Pederson wrote to Baroness Scotland, on July 16, 2009, through her Washington, D.C. attorney Mark Zaid, detailing why it was impossible that Dr. Kelly took his own life in the manner described in the Hutton Commission findings. Dr. Kelly supposedly slashed his left wrist, slicing the ulnar artery, with a dull garden knife, after taking an overdose of the pain killer Co-Proxamol.
However, Sergeant Pederson revealed that Dr. Kelly had broken his right elbow years earlier, was incapable of holding a knife in his right hand and cutting deep, and also suffered from a condition that made it almost impossible for him to swallow pills.
Tony Blair, Star Witness
The star witness in the Chilcot probe is former Prime Minister Blair, who is scheduled to be publicly interrogated about the Downing Street "white papers" that formed the basis of the disinformation that led to the Iraq invasion. Shortly before his death, Dr. Kelly had told journalists for the BBC that the Blair government had faked the intelligence, and that Iraq did not have a current WMD (weapons of mass destruction) program that would have warranted an invasion and overthrow of the Iraqi government.

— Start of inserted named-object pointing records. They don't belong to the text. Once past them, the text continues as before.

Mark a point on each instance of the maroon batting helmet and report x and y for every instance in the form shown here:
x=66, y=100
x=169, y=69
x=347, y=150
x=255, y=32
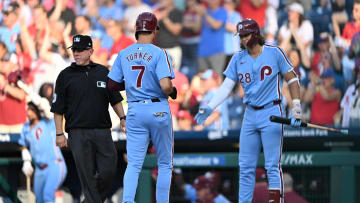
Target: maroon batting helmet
x=249, y=26
x=146, y=21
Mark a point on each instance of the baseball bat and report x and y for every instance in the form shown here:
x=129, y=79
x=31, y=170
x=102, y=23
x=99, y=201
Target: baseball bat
x=287, y=121
x=31, y=196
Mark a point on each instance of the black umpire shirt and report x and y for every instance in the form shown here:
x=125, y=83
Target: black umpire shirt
x=82, y=96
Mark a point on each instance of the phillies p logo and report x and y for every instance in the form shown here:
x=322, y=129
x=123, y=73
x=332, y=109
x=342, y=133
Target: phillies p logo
x=265, y=71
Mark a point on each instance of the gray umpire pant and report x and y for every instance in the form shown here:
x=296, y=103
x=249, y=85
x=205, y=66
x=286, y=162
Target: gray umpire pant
x=95, y=159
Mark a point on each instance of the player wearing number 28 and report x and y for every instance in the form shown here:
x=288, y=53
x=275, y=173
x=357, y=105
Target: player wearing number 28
x=146, y=71
x=260, y=70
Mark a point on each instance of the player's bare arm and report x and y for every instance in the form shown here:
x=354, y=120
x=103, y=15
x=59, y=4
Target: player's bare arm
x=60, y=137
x=294, y=87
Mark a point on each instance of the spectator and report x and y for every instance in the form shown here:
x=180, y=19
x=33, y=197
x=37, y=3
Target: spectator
x=47, y=91
x=206, y=191
x=50, y=63
x=324, y=97
x=83, y=25
x=327, y=48
x=297, y=32
x=321, y=19
x=350, y=106
x=306, y=4
x=170, y=23
x=100, y=54
x=109, y=11
x=231, y=41
x=38, y=136
x=211, y=47
x=11, y=28
x=219, y=119
x=194, y=95
x=12, y=99
x=271, y=23
x=354, y=53
x=254, y=9
x=4, y=53
x=121, y=41
x=261, y=191
x=339, y=17
x=37, y=28
x=290, y=196
x=185, y=120
x=354, y=26
x=133, y=10
x=62, y=12
x=190, y=38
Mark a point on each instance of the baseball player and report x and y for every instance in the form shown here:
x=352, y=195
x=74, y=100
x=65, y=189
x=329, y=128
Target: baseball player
x=38, y=135
x=146, y=71
x=260, y=70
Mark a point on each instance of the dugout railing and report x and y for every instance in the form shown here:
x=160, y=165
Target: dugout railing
x=343, y=179
x=325, y=153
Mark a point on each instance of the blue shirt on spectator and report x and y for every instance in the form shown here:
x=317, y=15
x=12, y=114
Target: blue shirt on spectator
x=212, y=41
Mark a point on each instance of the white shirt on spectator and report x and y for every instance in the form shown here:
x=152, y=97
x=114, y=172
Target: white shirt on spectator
x=46, y=72
x=305, y=31
x=347, y=103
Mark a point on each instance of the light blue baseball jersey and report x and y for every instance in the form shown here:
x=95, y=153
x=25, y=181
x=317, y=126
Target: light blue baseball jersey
x=261, y=77
x=40, y=140
x=143, y=65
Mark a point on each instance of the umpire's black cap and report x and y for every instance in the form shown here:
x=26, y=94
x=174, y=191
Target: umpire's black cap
x=81, y=42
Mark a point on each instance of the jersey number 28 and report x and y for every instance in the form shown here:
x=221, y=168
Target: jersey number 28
x=141, y=73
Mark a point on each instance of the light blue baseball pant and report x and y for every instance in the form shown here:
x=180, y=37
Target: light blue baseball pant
x=257, y=130
x=145, y=121
x=48, y=180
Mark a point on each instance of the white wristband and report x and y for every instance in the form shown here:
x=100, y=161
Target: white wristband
x=296, y=101
x=293, y=80
x=25, y=154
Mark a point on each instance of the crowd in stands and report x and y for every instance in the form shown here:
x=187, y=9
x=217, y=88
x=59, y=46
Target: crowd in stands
x=321, y=38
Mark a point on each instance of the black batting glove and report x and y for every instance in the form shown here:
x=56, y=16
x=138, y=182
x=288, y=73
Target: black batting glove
x=173, y=94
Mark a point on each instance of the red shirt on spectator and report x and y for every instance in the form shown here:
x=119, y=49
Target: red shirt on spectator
x=247, y=10
x=322, y=111
x=349, y=30
x=12, y=111
x=261, y=194
x=292, y=197
x=121, y=44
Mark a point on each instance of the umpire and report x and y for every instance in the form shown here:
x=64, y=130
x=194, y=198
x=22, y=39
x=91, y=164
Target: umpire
x=82, y=98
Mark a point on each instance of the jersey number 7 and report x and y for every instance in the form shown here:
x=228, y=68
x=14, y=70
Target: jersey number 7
x=141, y=73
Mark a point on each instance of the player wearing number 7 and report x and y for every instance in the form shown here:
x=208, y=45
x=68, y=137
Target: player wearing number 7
x=260, y=70
x=146, y=70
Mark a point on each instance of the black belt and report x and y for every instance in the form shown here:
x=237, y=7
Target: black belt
x=262, y=107
x=43, y=166
x=153, y=100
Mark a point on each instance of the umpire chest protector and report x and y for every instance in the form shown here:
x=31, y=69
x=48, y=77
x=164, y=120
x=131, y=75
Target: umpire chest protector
x=81, y=94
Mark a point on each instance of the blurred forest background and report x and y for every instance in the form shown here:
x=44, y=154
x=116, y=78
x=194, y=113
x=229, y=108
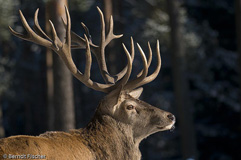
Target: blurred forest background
x=199, y=81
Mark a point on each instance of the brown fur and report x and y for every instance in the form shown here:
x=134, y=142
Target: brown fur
x=114, y=133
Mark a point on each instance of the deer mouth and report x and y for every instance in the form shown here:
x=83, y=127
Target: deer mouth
x=170, y=127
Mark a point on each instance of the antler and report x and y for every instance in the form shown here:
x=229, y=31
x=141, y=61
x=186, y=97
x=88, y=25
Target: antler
x=63, y=49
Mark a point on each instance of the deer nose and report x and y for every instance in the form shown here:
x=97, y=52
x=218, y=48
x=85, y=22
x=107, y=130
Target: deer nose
x=171, y=117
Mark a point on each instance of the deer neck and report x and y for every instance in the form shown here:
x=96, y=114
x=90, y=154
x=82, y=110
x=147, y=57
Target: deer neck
x=110, y=139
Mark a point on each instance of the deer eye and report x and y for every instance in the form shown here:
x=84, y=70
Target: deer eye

During that same Spring-Summer 2003 period, Lyndon LaRouche was also interviewed by BBC, on two occasions, about his demands for the impeachment of Vice President Dick Cheney—for his collusion with Blair in doctoring intelligence to justify the "preventive" war on Iraq.
The Blair government went berserk against BBC, over the LaRouche and Kelly revelations, forcing a purge of top news executives and reporters. In October 2007, BBC's longtime war correspondent John Simpson went public with his own scathing attack on Blair and the Prime Minister's spokesman, Alastair Campbell, a member of a secret 10 Downing Street propaganda unit, which manufactured the intelligence on Iraq WMD, at the very start of the war drive, in September 2002. "Few Prime Ministers in my 40 years have done as much damage to the BBC as Tony Blair and his head of communications, Alastair Campbell," Simpson told The Scotsman. Simpson charged that Campbell and other Blair aides made threatening calls to BBC and other journalists, and "routinely attempted to intimidate BBC editors by making foul-mouthed and menacing tirades against them."
Dr. Kelly was vilified by the Blair government, dragged before parliamentary committees, and threatened. While Blair's "war on Kelly" was presented by the Hutton Commission, which was charged with investigating Kelly's death, as a cause for his decision to take his own life, the Commission whitewashed the evidence of murder, and presented a "finding of fact" that was devoid of any credibility.
Downing Street Targeted LaRouche
A serious probe into the death of Dr. Kelly could bring down the Gordon Brown Labour government, and end the political career of Tony Blair. Furthermore, since the same Downing Street apparatus that went after Dr. Kelly simultaneously launched a vile slander campaign against LaRouche, centered on the Spring 2003 suicide of British youth Jeremiah Duggan, the Chilcot probe into Dr. Kelly's death should also be mandated to investigate the "Get LaRouche" operations, run by Blair's inner circle, including Campbell; Phil Bassett, another member of the Blair propaganda team; and Baroness Symons, now the wife of Bassett, who was central to the lies about Duggan.